Abakumov was arrested and tortured soon after being dismissed as head of the MGB.[14] He was charged with being a sympathizer and protector of the criminal Jewish underground.[15] This arrest was followed by the arrests of many agents who worked for him in the central apparatus of the MGB, including most Jews.[16]

The killer doctors case was revived in 1952 when the letter from cardiologist Lydia Timashuk [ru] was dug up from the archives. In 1948, Timashuk wrote a letter to the head of Stalin's security, General Nikolai Vlasik, explaining that Zhdanov suffered a heart attack, but the Kremlin doctors who treated him missed it and prescribed the wrong treatment for him. Zhdanov soon died and the doctors covered up their mistake. The letter, however, was originally ignored.[17][18] In 1953, Timashuk was awarded the Order of Lenin (later revoked) "for the assistance in unmasking killer doctors", and for a long time Timashuk had an unjust stigma of the instigator of this persecution of doctors after Khrushchev in his "Secret Speech" mentioned her in this respect.[19][20]

The Kremlin doctors involved in the cover up were to be arrested, but they were all Russian. To portray the conspiracy as Zionist, Ryumin and Semyon Ignatyev, who had succeeded Abakumov as head of the MGB, had the Jewish doctors Etinger supposedly specified also added to the arrest list; many of them, like Miron Vovsi, had been consulted by the Kremlin's medical department. The arrests started in September 1952.[21] Vlasik was fired as head of Stalin's security and eventually also arrested for ignoring the Timashuk letter.[22][23]
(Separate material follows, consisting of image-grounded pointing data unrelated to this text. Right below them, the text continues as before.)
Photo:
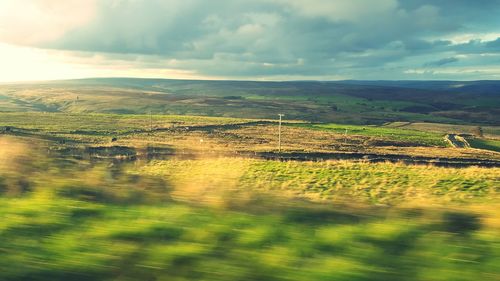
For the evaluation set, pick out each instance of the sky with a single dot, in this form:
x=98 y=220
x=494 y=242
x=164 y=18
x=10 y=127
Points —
x=250 y=39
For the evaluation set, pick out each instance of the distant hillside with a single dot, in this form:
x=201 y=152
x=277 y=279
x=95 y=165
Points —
x=362 y=102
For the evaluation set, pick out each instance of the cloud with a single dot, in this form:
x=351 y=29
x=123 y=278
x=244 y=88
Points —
x=442 y=62
x=265 y=38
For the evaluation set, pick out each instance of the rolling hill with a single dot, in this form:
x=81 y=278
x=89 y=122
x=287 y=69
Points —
x=355 y=102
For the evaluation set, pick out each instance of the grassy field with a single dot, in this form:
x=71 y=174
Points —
x=78 y=202
x=493 y=145
x=229 y=135
x=345 y=102
x=243 y=219
x=403 y=135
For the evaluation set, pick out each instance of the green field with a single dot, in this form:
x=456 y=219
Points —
x=404 y=135
x=138 y=179
x=244 y=219
x=344 y=102
x=493 y=145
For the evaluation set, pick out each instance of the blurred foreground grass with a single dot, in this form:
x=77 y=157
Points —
x=240 y=219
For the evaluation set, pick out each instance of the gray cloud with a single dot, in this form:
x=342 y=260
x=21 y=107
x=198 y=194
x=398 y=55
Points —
x=442 y=62
x=267 y=38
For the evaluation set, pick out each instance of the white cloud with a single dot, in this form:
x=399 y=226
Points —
x=36 y=21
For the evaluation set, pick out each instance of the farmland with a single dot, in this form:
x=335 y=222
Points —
x=233 y=218
x=89 y=191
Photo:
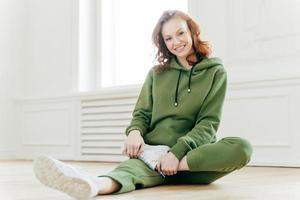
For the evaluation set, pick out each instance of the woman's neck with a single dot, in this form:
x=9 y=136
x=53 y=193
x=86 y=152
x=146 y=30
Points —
x=184 y=62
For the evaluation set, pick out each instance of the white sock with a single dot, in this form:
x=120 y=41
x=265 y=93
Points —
x=66 y=178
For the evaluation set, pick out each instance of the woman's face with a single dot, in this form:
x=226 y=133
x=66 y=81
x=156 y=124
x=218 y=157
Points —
x=177 y=37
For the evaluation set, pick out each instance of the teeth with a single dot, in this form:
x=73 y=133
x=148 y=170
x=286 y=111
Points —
x=180 y=48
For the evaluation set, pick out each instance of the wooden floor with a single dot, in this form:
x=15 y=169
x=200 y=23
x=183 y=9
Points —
x=17 y=182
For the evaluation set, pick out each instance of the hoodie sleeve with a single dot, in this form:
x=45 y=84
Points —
x=208 y=118
x=142 y=112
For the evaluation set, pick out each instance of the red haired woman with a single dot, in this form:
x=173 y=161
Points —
x=172 y=135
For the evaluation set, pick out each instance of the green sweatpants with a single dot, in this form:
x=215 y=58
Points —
x=207 y=163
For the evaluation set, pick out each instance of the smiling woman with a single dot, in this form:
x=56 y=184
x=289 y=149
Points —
x=125 y=31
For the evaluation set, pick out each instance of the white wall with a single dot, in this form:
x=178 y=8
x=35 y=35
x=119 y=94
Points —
x=11 y=66
x=50 y=49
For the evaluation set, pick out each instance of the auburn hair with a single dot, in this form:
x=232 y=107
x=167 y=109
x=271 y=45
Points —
x=163 y=55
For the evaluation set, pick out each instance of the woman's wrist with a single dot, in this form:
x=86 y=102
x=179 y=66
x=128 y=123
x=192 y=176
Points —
x=135 y=131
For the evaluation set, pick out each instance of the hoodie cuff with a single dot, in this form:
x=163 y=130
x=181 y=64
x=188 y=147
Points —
x=180 y=149
x=131 y=128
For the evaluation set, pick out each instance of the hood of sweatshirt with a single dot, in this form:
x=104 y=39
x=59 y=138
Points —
x=202 y=64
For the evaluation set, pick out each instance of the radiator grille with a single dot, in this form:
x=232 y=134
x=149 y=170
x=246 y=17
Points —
x=102 y=127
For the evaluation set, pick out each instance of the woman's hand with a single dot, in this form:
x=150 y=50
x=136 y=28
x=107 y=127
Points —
x=168 y=164
x=134 y=144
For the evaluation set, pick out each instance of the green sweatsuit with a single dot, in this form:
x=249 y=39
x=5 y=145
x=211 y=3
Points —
x=182 y=108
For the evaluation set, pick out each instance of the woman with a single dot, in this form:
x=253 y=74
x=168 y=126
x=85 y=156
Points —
x=172 y=136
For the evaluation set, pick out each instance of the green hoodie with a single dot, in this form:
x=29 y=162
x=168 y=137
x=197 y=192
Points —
x=181 y=107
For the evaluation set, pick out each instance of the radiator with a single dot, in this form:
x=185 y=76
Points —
x=102 y=127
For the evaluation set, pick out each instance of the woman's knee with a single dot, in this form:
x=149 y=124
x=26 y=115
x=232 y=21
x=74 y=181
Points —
x=244 y=148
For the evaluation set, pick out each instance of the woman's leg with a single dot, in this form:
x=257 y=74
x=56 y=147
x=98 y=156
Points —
x=130 y=175
x=210 y=162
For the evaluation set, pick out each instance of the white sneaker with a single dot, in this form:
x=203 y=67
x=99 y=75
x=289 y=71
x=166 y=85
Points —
x=152 y=154
x=64 y=177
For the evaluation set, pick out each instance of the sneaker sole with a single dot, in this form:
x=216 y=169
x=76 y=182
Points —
x=49 y=174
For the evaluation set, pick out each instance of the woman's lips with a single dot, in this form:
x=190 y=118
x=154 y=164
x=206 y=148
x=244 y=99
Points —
x=179 y=49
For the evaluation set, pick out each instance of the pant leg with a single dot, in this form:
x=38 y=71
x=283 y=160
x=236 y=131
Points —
x=210 y=162
x=134 y=174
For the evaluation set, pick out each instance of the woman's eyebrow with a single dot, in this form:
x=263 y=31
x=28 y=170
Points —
x=175 y=32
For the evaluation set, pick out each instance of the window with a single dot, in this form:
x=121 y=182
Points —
x=127 y=52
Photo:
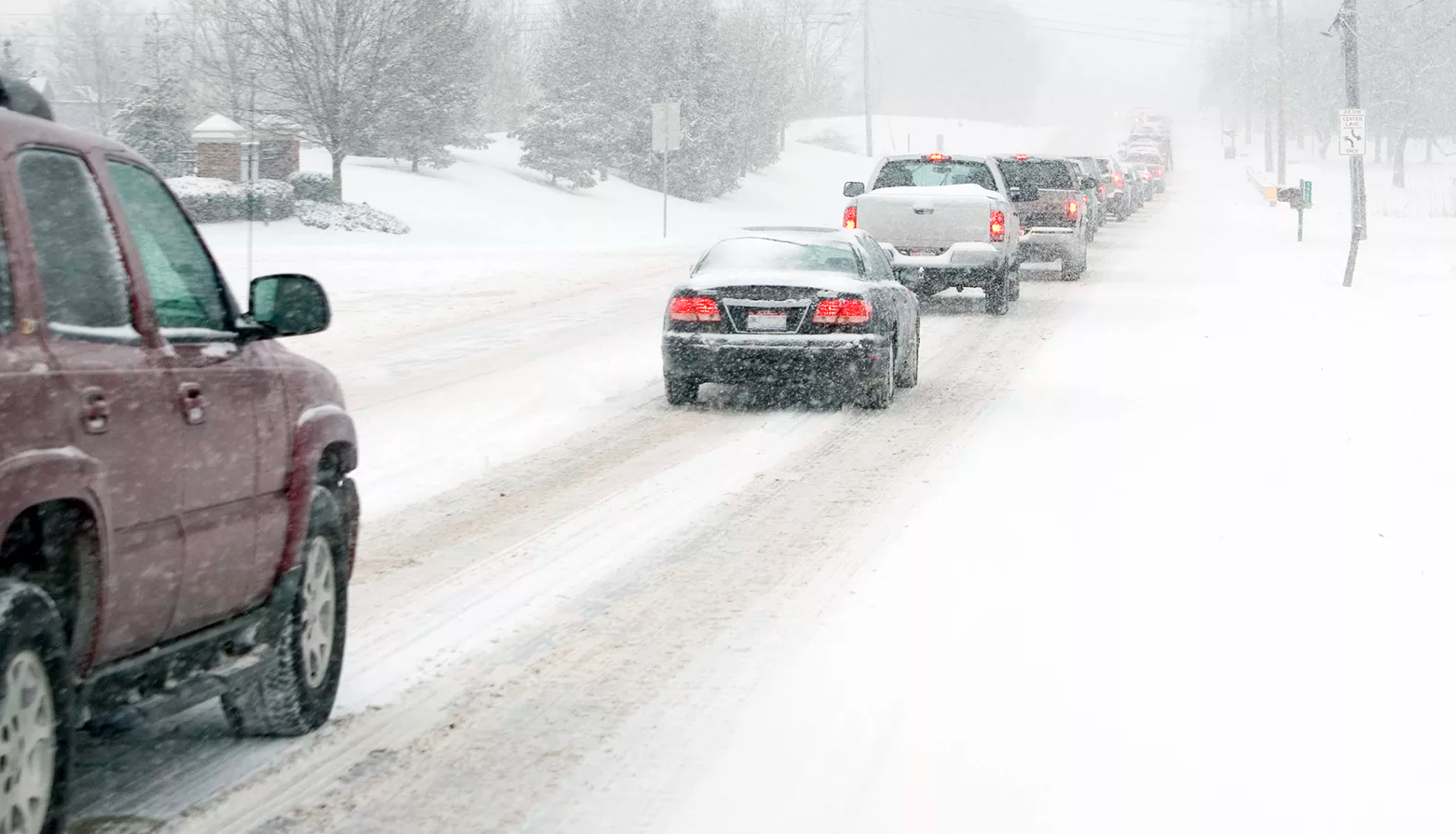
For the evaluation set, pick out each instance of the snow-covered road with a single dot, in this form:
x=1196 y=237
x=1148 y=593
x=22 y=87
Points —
x=1152 y=552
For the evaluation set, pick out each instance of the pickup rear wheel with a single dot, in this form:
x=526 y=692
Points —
x=909 y=375
x=997 y=294
x=295 y=690
x=35 y=712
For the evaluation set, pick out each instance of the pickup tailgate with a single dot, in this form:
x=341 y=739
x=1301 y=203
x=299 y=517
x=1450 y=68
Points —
x=1050 y=209
x=927 y=217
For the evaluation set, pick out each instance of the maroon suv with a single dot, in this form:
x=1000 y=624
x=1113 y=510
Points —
x=178 y=520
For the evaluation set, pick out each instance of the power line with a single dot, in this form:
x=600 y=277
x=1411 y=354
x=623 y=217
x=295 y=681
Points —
x=1119 y=34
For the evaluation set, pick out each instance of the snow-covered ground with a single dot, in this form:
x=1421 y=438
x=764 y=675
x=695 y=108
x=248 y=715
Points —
x=1161 y=549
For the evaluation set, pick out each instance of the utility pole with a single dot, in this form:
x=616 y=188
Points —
x=870 y=124
x=1279 y=89
x=1269 y=105
x=1349 y=23
x=1248 y=54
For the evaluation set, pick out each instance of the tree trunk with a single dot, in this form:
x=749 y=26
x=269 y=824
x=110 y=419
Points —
x=1398 y=159
x=337 y=159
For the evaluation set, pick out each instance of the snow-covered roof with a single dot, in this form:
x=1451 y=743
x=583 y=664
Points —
x=219 y=129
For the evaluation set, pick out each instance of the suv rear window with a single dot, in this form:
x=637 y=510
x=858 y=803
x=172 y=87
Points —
x=920 y=172
x=769 y=253
x=7 y=306
x=76 y=251
x=1040 y=172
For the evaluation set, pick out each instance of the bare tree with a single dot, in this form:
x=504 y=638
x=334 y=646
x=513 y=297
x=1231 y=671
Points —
x=96 y=48
x=328 y=64
x=220 y=54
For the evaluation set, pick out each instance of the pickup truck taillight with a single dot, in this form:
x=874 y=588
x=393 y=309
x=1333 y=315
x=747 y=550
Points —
x=694 y=308
x=842 y=312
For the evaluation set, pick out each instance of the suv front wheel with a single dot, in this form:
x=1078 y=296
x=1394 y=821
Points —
x=35 y=728
x=295 y=693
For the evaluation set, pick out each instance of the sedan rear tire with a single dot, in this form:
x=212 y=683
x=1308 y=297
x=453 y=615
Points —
x=909 y=375
x=881 y=388
x=680 y=390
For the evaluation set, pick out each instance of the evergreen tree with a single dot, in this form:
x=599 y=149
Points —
x=155 y=124
x=554 y=144
x=438 y=92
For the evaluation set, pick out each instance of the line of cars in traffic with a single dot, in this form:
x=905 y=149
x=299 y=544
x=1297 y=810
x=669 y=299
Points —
x=839 y=308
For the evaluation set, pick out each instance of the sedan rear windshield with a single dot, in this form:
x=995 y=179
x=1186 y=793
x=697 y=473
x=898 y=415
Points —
x=920 y=172
x=1040 y=172
x=771 y=253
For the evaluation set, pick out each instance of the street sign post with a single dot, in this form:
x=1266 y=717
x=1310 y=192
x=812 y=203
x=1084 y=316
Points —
x=667 y=136
x=1352 y=131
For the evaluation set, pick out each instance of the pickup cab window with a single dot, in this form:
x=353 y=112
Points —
x=185 y=287
x=769 y=253
x=76 y=252
x=1038 y=172
x=919 y=172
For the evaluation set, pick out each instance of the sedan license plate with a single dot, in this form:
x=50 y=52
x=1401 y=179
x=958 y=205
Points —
x=767 y=321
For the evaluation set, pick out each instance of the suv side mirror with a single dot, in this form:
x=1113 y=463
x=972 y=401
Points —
x=289 y=305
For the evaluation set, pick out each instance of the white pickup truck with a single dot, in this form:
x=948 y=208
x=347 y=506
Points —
x=947 y=220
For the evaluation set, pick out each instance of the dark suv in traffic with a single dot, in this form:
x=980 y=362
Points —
x=175 y=501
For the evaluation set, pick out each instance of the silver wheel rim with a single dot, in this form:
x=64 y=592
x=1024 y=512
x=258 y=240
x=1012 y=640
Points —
x=26 y=745
x=318 y=611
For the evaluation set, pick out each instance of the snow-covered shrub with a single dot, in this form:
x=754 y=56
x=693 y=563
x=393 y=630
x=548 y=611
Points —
x=210 y=199
x=271 y=199
x=831 y=139
x=349 y=215
x=310 y=185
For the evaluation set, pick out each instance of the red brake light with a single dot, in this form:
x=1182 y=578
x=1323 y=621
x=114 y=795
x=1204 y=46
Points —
x=842 y=312
x=694 y=308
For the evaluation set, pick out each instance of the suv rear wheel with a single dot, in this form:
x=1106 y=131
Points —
x=34 y=712
x=295 y=694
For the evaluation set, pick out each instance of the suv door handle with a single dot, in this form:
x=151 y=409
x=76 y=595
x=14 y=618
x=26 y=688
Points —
x=95 y=411
x=194 y=405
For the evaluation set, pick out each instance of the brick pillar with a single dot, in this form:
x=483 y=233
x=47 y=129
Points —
x=220 y=160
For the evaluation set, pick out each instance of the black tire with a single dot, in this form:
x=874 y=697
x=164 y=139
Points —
x=909 y=375
x=1072 y=268
x=282 y=701
x=34 y=650
x=680 y=390
x=881 y=389
x=997 y=294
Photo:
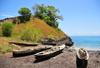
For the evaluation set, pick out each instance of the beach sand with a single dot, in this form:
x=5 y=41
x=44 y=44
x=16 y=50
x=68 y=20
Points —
x=67 y=59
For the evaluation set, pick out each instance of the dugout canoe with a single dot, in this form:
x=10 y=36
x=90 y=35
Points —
x=25 y=44
x=50 y=52
x=29 y=51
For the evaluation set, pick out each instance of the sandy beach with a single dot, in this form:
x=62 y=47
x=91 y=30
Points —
x=67 y=59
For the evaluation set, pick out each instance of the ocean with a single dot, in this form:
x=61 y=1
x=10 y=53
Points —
x=87 y=42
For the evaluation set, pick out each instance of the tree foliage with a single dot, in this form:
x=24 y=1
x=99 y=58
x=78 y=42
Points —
x=48 y=14
x=24 y=11
x=7 y=29
x=26 y=14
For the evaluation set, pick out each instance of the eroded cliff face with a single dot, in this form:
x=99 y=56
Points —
x=66 y=40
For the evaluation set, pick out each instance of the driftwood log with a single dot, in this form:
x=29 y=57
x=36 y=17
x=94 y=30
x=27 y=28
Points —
x=25 y=44
x=29 y=51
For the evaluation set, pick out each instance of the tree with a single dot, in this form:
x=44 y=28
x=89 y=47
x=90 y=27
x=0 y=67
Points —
x=48 y=14
x=24 y=11
x=7 y=28
x=26 y=14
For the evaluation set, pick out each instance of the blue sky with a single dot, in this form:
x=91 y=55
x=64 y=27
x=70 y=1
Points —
x=81 y=17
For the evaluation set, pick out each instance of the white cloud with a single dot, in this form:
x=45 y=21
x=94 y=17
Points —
x=7 y=15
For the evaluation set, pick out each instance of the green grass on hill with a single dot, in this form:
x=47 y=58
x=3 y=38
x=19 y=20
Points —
x=31 y=31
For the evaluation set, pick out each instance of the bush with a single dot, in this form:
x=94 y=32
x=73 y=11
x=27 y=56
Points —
x=31 y=34
x=7 y=29
x=58 y=44
x=50 y=37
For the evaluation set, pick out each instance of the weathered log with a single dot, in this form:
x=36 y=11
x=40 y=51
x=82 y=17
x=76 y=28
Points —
x=26 y=44
x=29 y=51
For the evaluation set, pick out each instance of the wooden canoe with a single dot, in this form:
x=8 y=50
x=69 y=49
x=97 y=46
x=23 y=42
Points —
x=82 y=54
x=29 y=51
x=26 y=44
x=50 y=52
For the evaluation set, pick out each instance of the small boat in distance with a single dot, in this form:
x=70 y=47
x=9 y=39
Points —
x=82 y=54
x=50 y=52
x=29 y=51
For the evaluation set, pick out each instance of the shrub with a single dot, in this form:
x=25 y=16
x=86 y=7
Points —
x=50 y=37
x=7 y=29
x=58 y=44
x=31 y=34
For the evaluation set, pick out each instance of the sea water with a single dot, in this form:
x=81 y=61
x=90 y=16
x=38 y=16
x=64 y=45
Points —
x=87 y=42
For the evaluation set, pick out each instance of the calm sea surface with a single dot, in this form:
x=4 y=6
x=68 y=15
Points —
x=87 y=42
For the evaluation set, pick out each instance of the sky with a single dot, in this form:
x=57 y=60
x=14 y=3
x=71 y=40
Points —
x=81 y=17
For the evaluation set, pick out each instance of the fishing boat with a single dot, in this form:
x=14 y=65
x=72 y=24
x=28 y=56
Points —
x=82 y=54
x=29 y=51
x=50 y=52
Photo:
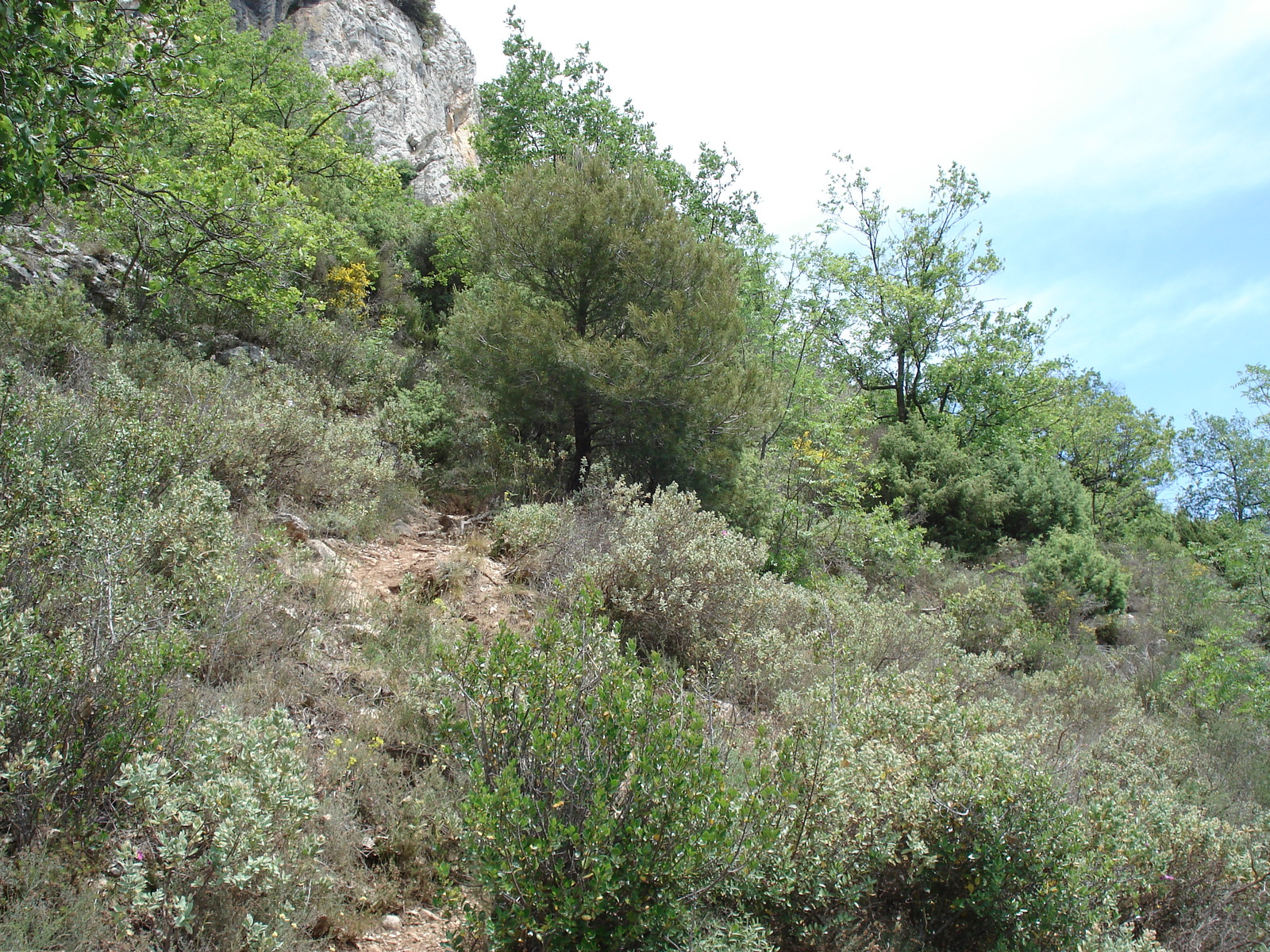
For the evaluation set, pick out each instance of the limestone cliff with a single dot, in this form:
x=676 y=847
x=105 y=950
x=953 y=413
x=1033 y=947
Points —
x=427 y=114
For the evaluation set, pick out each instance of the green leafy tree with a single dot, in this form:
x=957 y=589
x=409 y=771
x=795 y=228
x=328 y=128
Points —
x=603 y=325
x=1073 y=564
x=907 y=295
x=1118 y=452
x=235 y=187
x=70 y=71
x=1227 y=463
x=543 y=108
x=968 y=501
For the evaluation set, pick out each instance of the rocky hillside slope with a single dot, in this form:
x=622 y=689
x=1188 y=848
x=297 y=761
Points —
x=427 y=116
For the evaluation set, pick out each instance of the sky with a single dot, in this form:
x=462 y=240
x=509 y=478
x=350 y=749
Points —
x=1126 y=145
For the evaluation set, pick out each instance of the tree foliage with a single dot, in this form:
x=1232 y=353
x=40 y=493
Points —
x=70 y=73
x=605 y=327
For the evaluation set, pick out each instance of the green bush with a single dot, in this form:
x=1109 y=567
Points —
x=996 y=619
x=914 y=814
x=1073 y=565
x=596 y=806
x=968 y=501
x=111 y=559
x=279 y=436
x=679 y=579
x=224 y=854
x=48 y=328
x=421 y=423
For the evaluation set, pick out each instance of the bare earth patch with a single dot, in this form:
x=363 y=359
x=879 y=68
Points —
x=422 y=931
x=432 y=558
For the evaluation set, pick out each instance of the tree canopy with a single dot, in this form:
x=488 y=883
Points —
x=603 y=325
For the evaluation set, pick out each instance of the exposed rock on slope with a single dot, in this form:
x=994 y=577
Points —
x=425 y=117
x=29 y=257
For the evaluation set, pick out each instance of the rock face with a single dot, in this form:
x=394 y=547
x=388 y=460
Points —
x=31 y=257
x=427 y=116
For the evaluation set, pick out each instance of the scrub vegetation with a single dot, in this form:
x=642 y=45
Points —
x=836 y=612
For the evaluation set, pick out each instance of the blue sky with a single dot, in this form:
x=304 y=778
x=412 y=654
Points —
x=1126 y=144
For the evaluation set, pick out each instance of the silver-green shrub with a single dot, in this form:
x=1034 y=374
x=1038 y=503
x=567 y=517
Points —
x=224 y=850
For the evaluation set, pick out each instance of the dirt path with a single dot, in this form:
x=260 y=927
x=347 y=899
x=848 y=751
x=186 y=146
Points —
x=433 y=560
x=422 y=931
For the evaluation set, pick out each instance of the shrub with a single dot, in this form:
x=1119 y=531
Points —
x=677 y=578
x=224 y=850
x=995 y=619
x=968 y=501
x=361 y=367
x=279 y=436
x=419 y=423
x=1075 y=565
x=912 y=812
x=596 y=804
x=48 y=903
x=110 y=558
x=48 y=328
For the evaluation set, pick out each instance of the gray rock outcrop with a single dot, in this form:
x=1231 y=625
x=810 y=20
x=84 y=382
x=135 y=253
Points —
x=425 y=116
x=29 y=257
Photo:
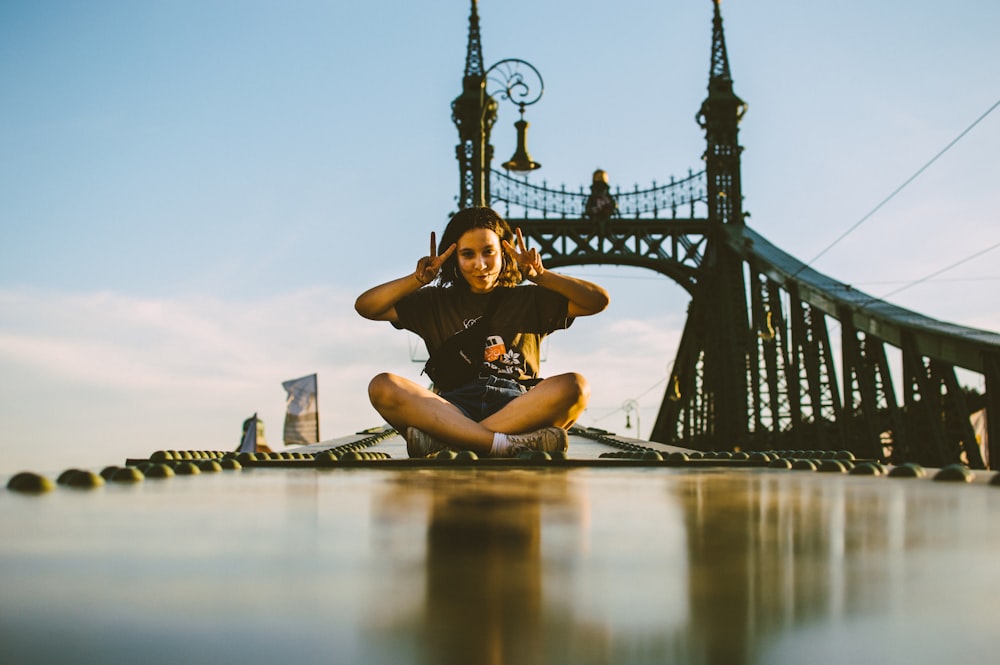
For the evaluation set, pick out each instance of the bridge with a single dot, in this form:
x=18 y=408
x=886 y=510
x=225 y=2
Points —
x=756 y=368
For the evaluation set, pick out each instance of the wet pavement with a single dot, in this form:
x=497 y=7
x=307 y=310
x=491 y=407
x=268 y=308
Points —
x=513 y=563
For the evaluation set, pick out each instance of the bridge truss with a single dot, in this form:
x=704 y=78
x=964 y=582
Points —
x=774 y=355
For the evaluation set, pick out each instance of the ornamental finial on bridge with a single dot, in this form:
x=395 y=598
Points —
x=600 y=204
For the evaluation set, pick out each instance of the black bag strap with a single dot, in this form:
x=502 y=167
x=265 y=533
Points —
x=481 y=324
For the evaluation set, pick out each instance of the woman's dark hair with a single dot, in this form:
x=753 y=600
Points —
x=477 y=218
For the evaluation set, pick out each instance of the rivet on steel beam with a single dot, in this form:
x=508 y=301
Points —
x=127 y=474
x=63 y=477
x=867 y=469
x=186 y=469
x=85 y=480
x=908 y=470
x=159 y=471
x=955 y=473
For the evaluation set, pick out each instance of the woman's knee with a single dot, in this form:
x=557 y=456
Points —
x=383 y=388
x=575 y=389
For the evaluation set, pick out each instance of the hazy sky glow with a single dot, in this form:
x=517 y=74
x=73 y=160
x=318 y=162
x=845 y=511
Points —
x=192 y=193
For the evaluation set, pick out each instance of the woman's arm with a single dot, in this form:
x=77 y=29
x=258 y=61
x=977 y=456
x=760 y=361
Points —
x=585 y=298
x=379 y=303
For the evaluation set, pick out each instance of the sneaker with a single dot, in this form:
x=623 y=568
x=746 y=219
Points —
x=422 y=444
x=549 y=440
Initially, 37 were arrested. Under torture, prisoners seized in the investigation of the alleged plot were compelled to produce evidence against themselves and their associates.[24][25]

Stalin harangued Ignatyev and accused the MGB of incompetence. He demanded that the interrogations of doctors already under arrest be accelerated.[26] Stalin complained that there was no clear picture of the Zionist conspiracy and no solid evidence that specifically the Jewish doctors were guilty.[25]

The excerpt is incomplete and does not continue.